Land Of The Rising Core Temperature, Part 33

Now that major radiation spikes from the Fukushima Daiichi plant are being detected some nearly three months after the disaster, the jig is now officially up as Japan is now admitting that all three reactors involved in the nuclear crisis achieved complete meltdown.

Japan's Fukushima Daiichi nuclear power plant experienced full meltdowns at three reactors in the wake of an earthquake and tsunami in March, the country's Nuclear Emergency Response Headquarters said Monday.

The nuclear group's new evaluation, released Monday, goes further than previous statements in describing the extent of the damage caused by an earthquake and tsunami on March 11.

The announcement will not change plans for how to stabilize the Fukushima Daiichi plant, the agency said.

Reactors 1, 2 and 3 experienced a full meltdown, it said.

So why didn't they explode?  They nearly did.  As I said at the time on the very first of this series of posts, using seawater to flood the reactors was an untested, last ditch effort to stop a complete meltdown scenario.  Physicist and nuclear expert Michio Kaku admits that the evidence means that seawater flooding was the only thing that prevented three Chrenobyl style explosions.
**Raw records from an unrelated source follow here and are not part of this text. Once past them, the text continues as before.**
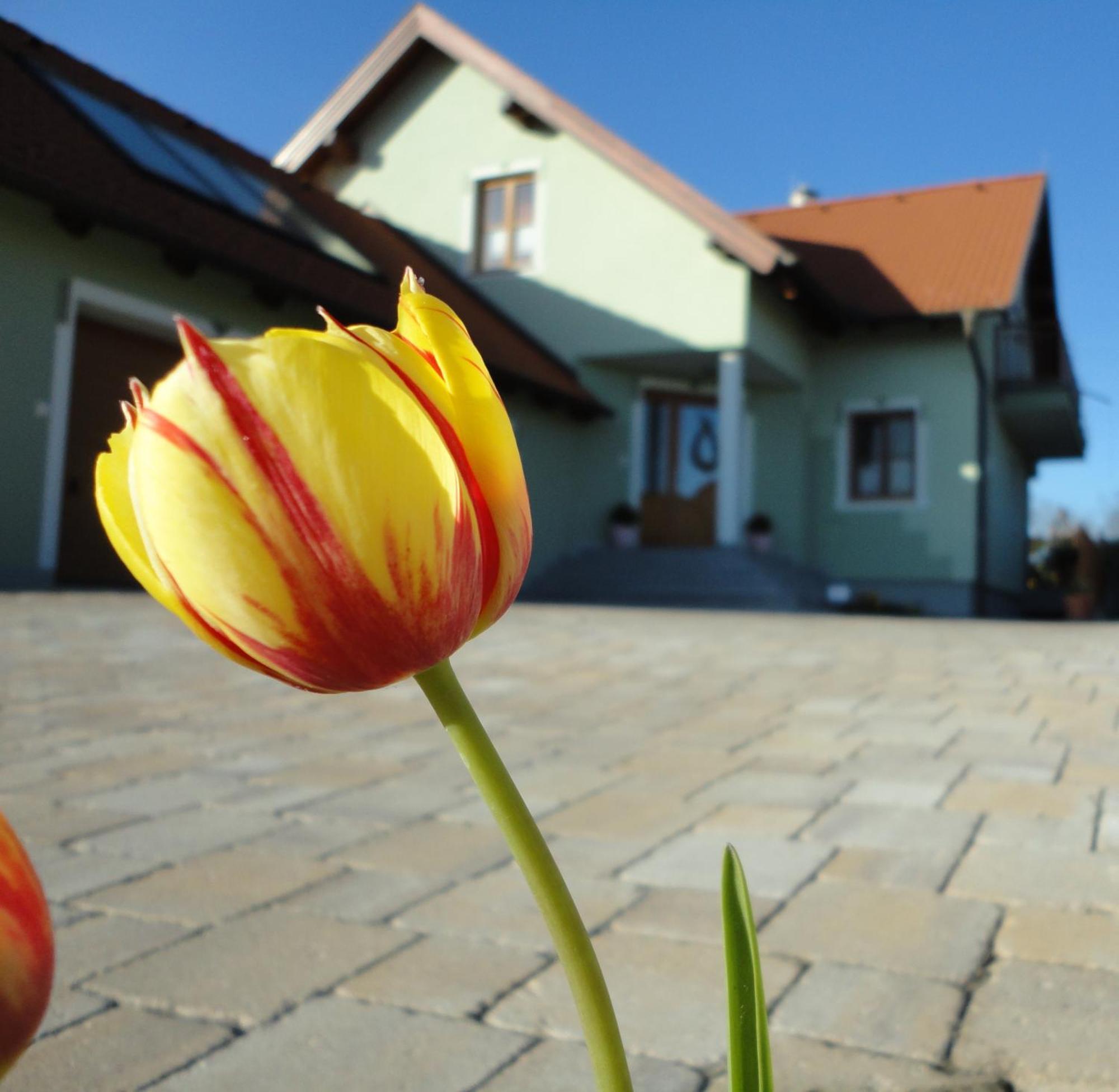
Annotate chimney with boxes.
[789,182,820,208]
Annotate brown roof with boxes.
[739,175,1045,319]
[273,3,794,274]
[0,19,606,414]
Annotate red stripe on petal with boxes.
[325,320,501,610]
[392,330,446,383]
[163,321,481,691]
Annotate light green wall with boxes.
[319,55,749,363]
[808,327,976,582]
[745,278,814,564]
[0,183,321,584]
[506,375,637,583]
[319,48,749,576]
[975,315,1033,595]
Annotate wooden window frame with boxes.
[473,171,539,274]
[847,410,920,504]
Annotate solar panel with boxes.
[38,69,374,273]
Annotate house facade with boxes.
[274,6,1084,614]
[0,20,606,587]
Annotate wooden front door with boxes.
[55,318,182,587]
[641,392,718,546]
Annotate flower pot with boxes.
[610,524,641,549]
[1064,592,1096,622]
[746,531,773,554]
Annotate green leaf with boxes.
[723,846,773,1092]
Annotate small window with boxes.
[474,175,536,273]
[848,410,916,500]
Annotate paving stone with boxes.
[8,593,1119,1092]
[299,771,469,823]
[968,761,1060,784]
[770,963,962,1064]
[843,777,947,808]
[995,906,1119,971]
[283,870,451,924]
[943,777,1096,819]
[542,789,711,843]
[74,808,279,861]
[244,816,389,863]
[85,908,411,1027]
[73,771,241,816]
[695,803,816,841]
[0,795,137,847]
[394,865,640,951]
[707,1033,1006,1092]
[1061,755,1119,789]
[611,887,779,945]
[547,835,649,879]
[157,998,528,1092]
[36,852,164,902]
[36,980,110,1036]
[4,1008,229,1092]
[482,1039,703,1092]
[260,756,404,790]
[621,831,831,898]
[820,847,959,891]
[82,849,339,925]
[337,819,509,878]
[976,814,1096,854]
[693,770,852,810]
[486,933,800,1066]
[338,936,547,1017]
[1096,811,1119,852]
[801,803,978,855]
[948,846,1119,911]
[760,880,999,983]
[55,914,189,986]
[952,961,1119,1089]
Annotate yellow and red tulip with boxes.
[96,270,532,692]
[0,813,55,1079]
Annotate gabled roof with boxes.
[273,3,794,274]
[739,175,1045,319]
[0,19,606,414]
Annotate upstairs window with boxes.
[848,410,916,500]
[474,175,536,273]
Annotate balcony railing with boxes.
[995,322,1080,416]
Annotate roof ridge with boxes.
[731,171,1049,219]
[0,16,279,174]
[273,3,796,274]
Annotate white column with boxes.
[629,394,646,508]
[715,353,746,546]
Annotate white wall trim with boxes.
[715,353,750,546]
[834,397,929,513]
[629,393,649,508]
[38,278,216,574]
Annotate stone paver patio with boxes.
[0,594,1119,1092]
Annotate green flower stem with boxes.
[416,660,633,1092]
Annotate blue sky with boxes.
[0,0,1119,521]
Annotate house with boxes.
[274,4,1084,614]
[0,20,606,587]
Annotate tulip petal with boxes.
[133,328,480,690]
[94,407,282,673]
[0,813,55,1077]
[340,271,533,634]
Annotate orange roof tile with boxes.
[739,175,1045,318]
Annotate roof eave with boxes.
[273,3,797,275]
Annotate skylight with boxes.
[38,69,375,273]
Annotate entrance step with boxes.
[524,546,824,611]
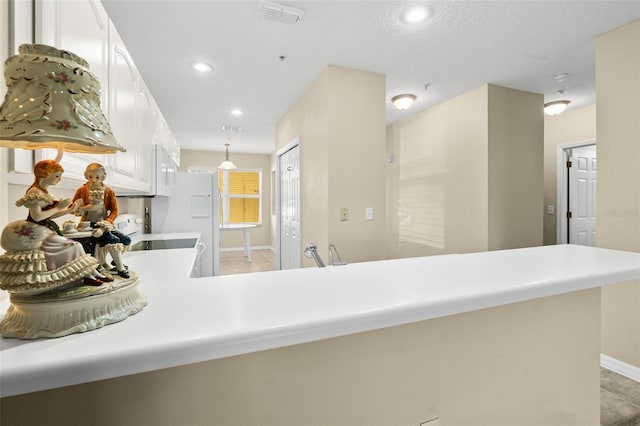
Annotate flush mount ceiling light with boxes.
[391,93,416,111]
[258,1,304,24]
[544,101,569,115]
[400,6,429,25]
[191,62,213,72]
[218,143,236,170]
As it is, the contamination is still at lethal levels, and only barely was prevented from literally covering northern Japan in a radioactive cloud that would have killed hundreds of thousands, if not millions.  The downside is that the radioactive mess at Fukushima Daiichi will remain lethal for a very, very long time.  Over the next several weeks and months, we'll find out just how bad the contamination in Japan is.  They'll be living with it for generations.